Christian Schölzel

Walther Rathenau

Eine Biografie
Cover: Walther Rathenau
Ferdinand Schöningh Verlag, Paderborn 2006
ISBN 9783506713933
Gebunden, 652 Seiten, 49,90 EUR

Klappentext

Zeit seines Lebens schwankte der 1867 Geborene zwischen Leugnung und Bejahung seines Jüdisch-Seins. Der langjährige Lenker der AEG, Mitglied von über 100 Aufsichtsräten, war einer der einflußreichsten Unternehmer Europas, was ihn nicht hinderte, philosophisch-politische Visionen einer Gesellschaft jenseits von Kapitalismus und Sozialismus zu entwerfen, die die Arbeiter aus ihrer "Erbknechtschaft" erlösen sollten. Der Organisator der deutschen Kriegswirtschaft 1914/15, der 1918 zur Abwendung des Zusammenbruchs noch einen "Volkskrieg" propagiert hatte, suchte in der Nachkriegszeit bald die Verständigung mit den Siegern. Der "Erfüllungspolitiker" wurde zu einer "bete noire" der extremen Rechten. Als er, seit dem 1. Februar 1922 Reichsaußenminister, mit dem Vertrag von Rapallo mit Russland den ersten großen Schritt zu einer wieder selbständigen deutschen Außenpolitik getan hatte, fiel er dem Anschlag des deutsch-völkischen Geheimbunds "Organisation Consul" zum Opfer. Der Mord schockierte die Welt.
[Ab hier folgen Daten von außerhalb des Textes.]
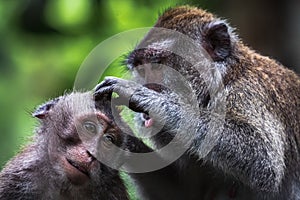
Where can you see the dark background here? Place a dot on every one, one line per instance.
(43, 43)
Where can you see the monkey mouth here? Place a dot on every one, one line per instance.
(80, 167)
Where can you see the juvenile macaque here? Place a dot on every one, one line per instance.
(61, 161)
(247, 149)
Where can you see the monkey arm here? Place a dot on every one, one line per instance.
(238, 148)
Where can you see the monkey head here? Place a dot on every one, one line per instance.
(79, 133)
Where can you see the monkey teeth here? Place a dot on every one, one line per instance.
(83, 169)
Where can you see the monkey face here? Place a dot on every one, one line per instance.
(79, 137)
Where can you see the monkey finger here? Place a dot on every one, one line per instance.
(102, 92)
(108, 81)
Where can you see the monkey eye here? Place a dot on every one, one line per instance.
(141, 70)
(108, 139)
(157, 66)
(90, 126)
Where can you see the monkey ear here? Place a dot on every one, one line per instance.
(216, 40)
(42, 111)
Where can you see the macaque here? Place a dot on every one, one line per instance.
(63, 160)
(238, 113)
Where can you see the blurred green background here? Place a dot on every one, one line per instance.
(44, 42)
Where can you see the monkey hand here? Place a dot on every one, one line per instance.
(159, 106)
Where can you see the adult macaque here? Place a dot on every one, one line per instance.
(253, 148)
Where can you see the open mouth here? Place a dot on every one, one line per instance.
(80, 167)
(148, 121)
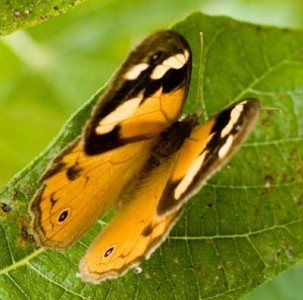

Rezensionsnotiz zu Süddeutsche Zeitung, 02.05.2006

Vor lauter Fakten und Systematik hat Christian Schölzel ein wenig das eigentlich Biografische aus dem Auge verloren, meint Rezensent Ulrich Teusch. Aber was einerseits zu Lasten der Lesbarkeit gehe, sei auf der anderen Seite ein Gewinn an fundierter Quellenauswertung. Schölzel könne beispielsweise neues Licht auf Rathenaus Tätigkeit als AEG-Präsident oder auch als Leiter der Kriegsrohstoff-Abteilung im Ersten Weltkrieg werfen. Gleichwohl, so der Rezensent, blieben "viele Fragen offen". Auch die notorische Frage nach Rathenaus vermeintlicher Homosexualität, die Schölzel als unbeweisbar kurzerhand beiseite lässt. "Eigentümliche Befangenheit" nennt das der Rezensent und hadert auch sonst mit dem "übergroßen Respekt" des Biografen. Auch spare die wissenschaftliche Orientierung des Autors die doch wichtigen Fragen aus, was die historische Größe eines Rathenau ausmache und welche Bedeutung er für unsere heutige Zeit haben könne.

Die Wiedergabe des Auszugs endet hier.